If you’ve ever had to port SQL from PostgreSQL or SQL Server to Oracle, you’ve probably hit this wall: Oracle uses MINUS where every other database uses EXCEPT. They do the same thing, but the name difference forces you to rewrite queries or maintain separate versions.
Oracle 23ai adds EXCEPT and EXCEPT ALL as aliases and extensions to the existing set operator vocabulary.
EXCEPT — equivalent to MINUS (distinct rows only):
-- Customers who placed orders in 2024 but NOT in 2025
SELECT customer_id FROM orders WHERE order_year = 2024
EXCEPT
SELECT customer_id FROM orders WHERE order_year = 2025;
This is identical to using MINUS. Both are now valid.
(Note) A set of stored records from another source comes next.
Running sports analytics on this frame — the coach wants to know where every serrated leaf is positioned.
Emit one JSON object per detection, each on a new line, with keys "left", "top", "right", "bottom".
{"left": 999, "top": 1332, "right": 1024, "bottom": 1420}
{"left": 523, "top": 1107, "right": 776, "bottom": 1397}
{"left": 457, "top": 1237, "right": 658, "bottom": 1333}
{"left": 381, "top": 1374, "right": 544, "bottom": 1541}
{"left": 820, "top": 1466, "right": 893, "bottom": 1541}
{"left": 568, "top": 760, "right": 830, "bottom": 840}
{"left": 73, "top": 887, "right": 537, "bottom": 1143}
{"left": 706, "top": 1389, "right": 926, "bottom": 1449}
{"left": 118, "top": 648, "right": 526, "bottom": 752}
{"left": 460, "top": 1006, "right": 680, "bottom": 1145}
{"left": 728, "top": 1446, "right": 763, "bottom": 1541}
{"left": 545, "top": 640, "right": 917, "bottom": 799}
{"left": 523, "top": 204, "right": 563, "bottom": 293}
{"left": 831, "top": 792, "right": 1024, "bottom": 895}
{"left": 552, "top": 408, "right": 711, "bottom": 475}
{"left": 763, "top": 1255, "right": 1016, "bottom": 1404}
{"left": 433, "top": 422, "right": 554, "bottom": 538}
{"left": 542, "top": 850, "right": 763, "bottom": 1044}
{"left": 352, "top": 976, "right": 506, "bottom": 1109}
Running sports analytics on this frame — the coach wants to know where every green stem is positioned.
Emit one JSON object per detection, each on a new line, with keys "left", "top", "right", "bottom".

EXCEPT ALL — the new addition:
-- Returns all rows from the first query not in the second,
-- including duplicates
SELECT product_id FROM inventory_snapshot_jan
EXCEPT ALL
SELECT product_id FROM inventory_snapshot_feb;
EXCEPT ALL does not eliminate duplicates from either side before comparing. If a value appears 3 times in the first set and 1 time in the second, the result contains 2 occurrences. This is the behavior defined in ANSI SQL and already present in PostgreSQL.
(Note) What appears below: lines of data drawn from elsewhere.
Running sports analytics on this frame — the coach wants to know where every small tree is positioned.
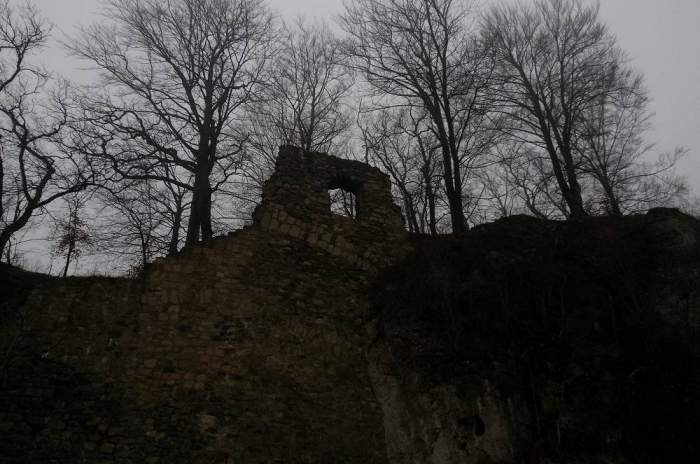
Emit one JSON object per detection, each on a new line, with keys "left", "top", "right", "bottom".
{"left": 52, "top": 197, "right": 93, "bottom": 277}
{"left": 96, "top": 176, "right": 189, "bottom": 271}
{"left": 679, "top": 195, "right": 700, "bottom": 219}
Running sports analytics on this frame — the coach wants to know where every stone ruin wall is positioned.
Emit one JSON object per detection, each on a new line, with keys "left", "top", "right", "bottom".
{"left": 7, "top": 147, "right": 699, "bottom": 464}
{"left": 2, "top": 147, "right": 411, "bottom": 463}
{"left": 252, "top": 146, "right": 407, "bottom": 270}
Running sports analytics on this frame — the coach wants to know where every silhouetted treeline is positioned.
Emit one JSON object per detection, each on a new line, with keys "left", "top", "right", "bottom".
{"left": 0, "top": 0, "right": 694, "bottom": 273}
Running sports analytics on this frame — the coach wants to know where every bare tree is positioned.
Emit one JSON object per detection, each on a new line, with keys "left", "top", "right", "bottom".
{"left": 679, "top": 195, "right": 700, "bottom": 219}
{"left": 0, "top": 0, "right": 45, "bottom": 94}
{"left": 0, "top": 226, "right": 27, "bottom": 266}
{"left": 359, "top": 106, "right": 442, "bottom": 234}
{"left": 0, "top": 2, "right": 94, "bottom": 259}
{"left": 242, "top": 18, "right": 353, "bottom": 196}
{"left": 68, "top": 0, "right": 275, "bottom": 246}
{"left": 474, "top": 164, "right": 520, "bottom": 220}
{"left": 576, "top": 69, "right": 686, "bottom": 215}
{"left": 340, "top": 0, "right": 494, "bottom": 233}
{"left": 96, "top": 177, "right": 188, "bottom": 271}
{"left": 482, "top": 0, "right": 632, "bottom": 218}
{"left": 482, "top": 140, "right": 568, "bottom": 219}
{"left": 267, "top": 18, "right": 353, "bottom": 152}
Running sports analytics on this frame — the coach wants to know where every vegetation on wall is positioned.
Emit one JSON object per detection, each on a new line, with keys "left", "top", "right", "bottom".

INTERSECT ALL is also new:
Oracle 23ai also adds INTERSECT ALL for symmetric completeness — it returns matching rows including duplicates, preserving the lower count from either side.
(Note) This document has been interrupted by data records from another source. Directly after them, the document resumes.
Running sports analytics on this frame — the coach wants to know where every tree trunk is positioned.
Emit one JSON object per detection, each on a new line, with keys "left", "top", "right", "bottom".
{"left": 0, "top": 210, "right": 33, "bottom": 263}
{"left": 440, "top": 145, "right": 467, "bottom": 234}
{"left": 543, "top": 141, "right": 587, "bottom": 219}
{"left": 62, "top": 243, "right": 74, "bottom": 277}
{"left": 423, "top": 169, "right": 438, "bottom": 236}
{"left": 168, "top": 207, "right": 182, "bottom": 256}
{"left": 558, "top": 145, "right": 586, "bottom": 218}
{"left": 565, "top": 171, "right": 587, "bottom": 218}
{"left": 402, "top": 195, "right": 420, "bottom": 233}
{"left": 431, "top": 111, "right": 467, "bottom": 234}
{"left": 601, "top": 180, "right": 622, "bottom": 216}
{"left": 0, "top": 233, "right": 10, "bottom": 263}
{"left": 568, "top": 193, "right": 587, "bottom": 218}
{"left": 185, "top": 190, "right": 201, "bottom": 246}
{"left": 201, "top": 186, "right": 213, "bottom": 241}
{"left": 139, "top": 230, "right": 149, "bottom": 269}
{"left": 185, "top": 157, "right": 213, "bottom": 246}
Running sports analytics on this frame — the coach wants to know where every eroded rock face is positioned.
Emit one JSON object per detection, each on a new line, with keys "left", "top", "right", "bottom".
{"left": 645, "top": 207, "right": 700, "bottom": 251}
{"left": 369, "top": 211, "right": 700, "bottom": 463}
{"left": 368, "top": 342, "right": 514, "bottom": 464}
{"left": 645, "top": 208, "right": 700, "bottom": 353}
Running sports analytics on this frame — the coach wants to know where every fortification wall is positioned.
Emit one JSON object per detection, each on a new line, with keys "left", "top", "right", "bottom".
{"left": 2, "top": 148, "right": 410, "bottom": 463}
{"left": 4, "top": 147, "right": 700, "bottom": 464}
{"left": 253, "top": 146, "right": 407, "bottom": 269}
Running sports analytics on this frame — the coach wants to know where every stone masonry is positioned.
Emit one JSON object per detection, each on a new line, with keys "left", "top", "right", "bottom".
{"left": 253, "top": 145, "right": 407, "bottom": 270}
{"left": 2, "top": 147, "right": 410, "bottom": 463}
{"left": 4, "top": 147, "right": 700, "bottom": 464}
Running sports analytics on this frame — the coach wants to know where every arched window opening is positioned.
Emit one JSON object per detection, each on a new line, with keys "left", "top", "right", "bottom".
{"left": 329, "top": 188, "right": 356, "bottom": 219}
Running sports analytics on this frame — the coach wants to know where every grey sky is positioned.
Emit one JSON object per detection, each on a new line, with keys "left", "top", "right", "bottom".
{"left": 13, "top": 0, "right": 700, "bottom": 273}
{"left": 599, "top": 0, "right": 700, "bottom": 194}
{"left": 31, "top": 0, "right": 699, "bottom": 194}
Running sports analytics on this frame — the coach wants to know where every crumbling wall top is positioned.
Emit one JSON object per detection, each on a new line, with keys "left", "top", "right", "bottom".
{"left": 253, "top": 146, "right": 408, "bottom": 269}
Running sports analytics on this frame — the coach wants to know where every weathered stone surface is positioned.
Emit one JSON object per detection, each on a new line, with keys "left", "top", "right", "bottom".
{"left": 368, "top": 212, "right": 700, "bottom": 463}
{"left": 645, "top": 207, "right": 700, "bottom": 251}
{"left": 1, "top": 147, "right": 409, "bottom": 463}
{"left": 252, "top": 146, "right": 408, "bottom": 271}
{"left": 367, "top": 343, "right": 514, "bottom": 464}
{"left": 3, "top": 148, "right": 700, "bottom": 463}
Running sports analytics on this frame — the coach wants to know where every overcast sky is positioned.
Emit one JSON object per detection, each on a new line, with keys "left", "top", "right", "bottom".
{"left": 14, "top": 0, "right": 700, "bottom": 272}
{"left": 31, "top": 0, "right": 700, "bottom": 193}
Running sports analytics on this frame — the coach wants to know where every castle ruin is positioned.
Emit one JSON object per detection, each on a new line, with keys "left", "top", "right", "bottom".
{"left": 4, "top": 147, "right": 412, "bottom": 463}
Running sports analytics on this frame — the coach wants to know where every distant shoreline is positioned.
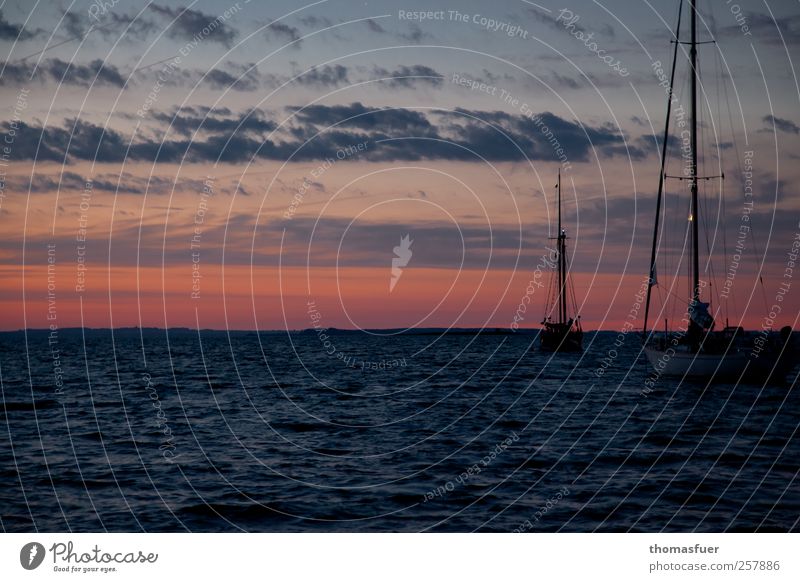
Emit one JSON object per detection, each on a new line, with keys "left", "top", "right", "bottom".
{"left": 2, "top": 326, "right": 542, "bottom": 335}
{"left": 0, "top": 326, "right": 800, "bottom": 337}
{"left": 2, "top": 327, "right": 785, "bottom": 336}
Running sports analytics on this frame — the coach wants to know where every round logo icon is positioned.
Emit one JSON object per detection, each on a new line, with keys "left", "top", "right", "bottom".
{"left": 20, "top": 542, "right": 46, "bottom": 570}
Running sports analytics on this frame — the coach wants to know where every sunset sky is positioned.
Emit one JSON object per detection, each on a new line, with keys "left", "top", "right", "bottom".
{"left": 1, "top": 0, "right": 798, "bottom": 331}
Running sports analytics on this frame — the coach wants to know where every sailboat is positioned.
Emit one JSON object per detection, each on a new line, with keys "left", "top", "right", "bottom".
{"left": 540, "top": 170, "right": 583, "bottom": 352}
{"left": 641, "top": 0, "right": 796, "bottom": 381}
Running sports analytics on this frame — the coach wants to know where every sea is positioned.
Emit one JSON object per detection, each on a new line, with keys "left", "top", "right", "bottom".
{"left": 1, "top": 328, "right": 798, "bottom": 532}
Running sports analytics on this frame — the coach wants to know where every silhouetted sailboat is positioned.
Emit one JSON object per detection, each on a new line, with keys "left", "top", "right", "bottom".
{"left": 540, "top": 170, "right": 583, "bottom": 352}
{"left": 641, "top": 0, "right": 796, "bottom": 382}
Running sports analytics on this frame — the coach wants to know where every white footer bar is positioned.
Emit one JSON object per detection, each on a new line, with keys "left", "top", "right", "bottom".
{"left": 2, "top": 533, "right": 796, "bottom": 581}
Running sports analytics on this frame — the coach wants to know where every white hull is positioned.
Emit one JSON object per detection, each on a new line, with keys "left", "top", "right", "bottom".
{"left": 644, "top": 347, "right": 751, "bottom": 379}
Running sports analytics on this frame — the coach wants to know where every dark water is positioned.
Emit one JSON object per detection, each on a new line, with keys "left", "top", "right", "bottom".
{"left": 1, "top": 328, "right": 798, "bottom": 532}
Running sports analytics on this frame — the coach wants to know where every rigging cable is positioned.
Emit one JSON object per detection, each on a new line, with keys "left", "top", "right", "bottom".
{"left": 643, "top": 0, "right": 684, "bottom": 339}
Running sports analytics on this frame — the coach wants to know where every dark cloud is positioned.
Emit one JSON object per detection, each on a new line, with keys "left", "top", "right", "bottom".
{"left": 439, "top": 108, "right": 636, "bottom": 161}
{"left": 61, "top": 118, "right": 130, "bottom": 160}
{"left": 473, "top": 69, "right": 519, "bottom": 89}
{"left": 526, "top": 7, "right": 585, "bottom": 34}
{"left": 205, "top": 62, "right": 261, "bottom": 91}
{"left": 178, "top": 105, "right": 232, "bottom": 117}
{"left": 97, "top": 11, "right": 159, "bottom": 41}
{"left": 264, "top": 20, "right": 301, "bottom": 45}
{"left": 546, "top": 71, "right": 582, "bottom": 90}
{"left": 720, "top": 12, "right": 800, "bottom": 45}
{"left": 0, "top": 119, "right": 130, "bottom": 162}
{"left": 295, "top": 64, "right": 349, "bottom": 87}
{"left": 365, "top": 19, "right": 387, "bottom": 34}
{"left": 290, "top": 102, "right": 435, "bottom": 134}
{"left": 62, "top": 10, "right": 86, "bottom": 39}
{"left": 525, "top": 7, "right": 617, "bottom": 39}
{"left": 0, "top": 58, "right": 125, "bottom": 87}
{"left": 600, "top": 143, "right": 648, "bottom": 160}
{"left": 5, "top": 104, "right": 639, "bottom": 165}
{"left": 60, "top": 9, "right": 157, "bottom": 43}
{"left": 398, "top": 23, "right": 430, "bottom": 43}
{"left": 148, "top": 62, "right": 439, "bottom": 92}
{"left": 145, "top": 62, "right": 347, "bottom": 91}
{"left": 139, "top": 63, "right": 264, "bottom": 92}
{"left": 599, "top": 23, "right": 616, "bottom": 38}
{"left": 371, "top": 65, "right": 443, "bottom": 88}
{"left": 18, "top": 172, "right": 95, "bottom": 193}
{"left": 0, "top": 10, "right": 35, "bottom": 39}
{"left": 0, "top": 61, "right": 32, "bottom": 84}
{"left": 763, "top": 114, "right": 800, "bottom": 135}
{"left": 206, "top": 68, "right": 247, "bottom": 90}
{"left": 49, "top": 58, "right": 125, "bottom": 87}
{"left": 10, "top": 171, "right": 180, "bottom": 195}
{"left": 150, "top": 107, "right": 276, "bottom": 137}
{"left": 150, "top": 4, "right": 238, "bottom": 47}
{"left": 298, "top": 15, "right": 333, "bottom": 28}
{"left": 284, "top": 105, "right": 635, "bottom": 163}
Complete set operator list in Oracle 23ai:
| Operator | Behavior |
|---|---|
UNION |
All distinct rows from both |
UNION ALL |
All rows including duplicates |
INTERSECT |
Distinct rows in both |
INTERSECT ALL |
Rows in both, with duplicates |
MINUS / EXCEPT |
Distinct rows in first but not second |
EXCEPT ALL |
Rows in first not in second, with duplicates |
For cross-database SQL portability alone, EXCEPT is a welcome addition.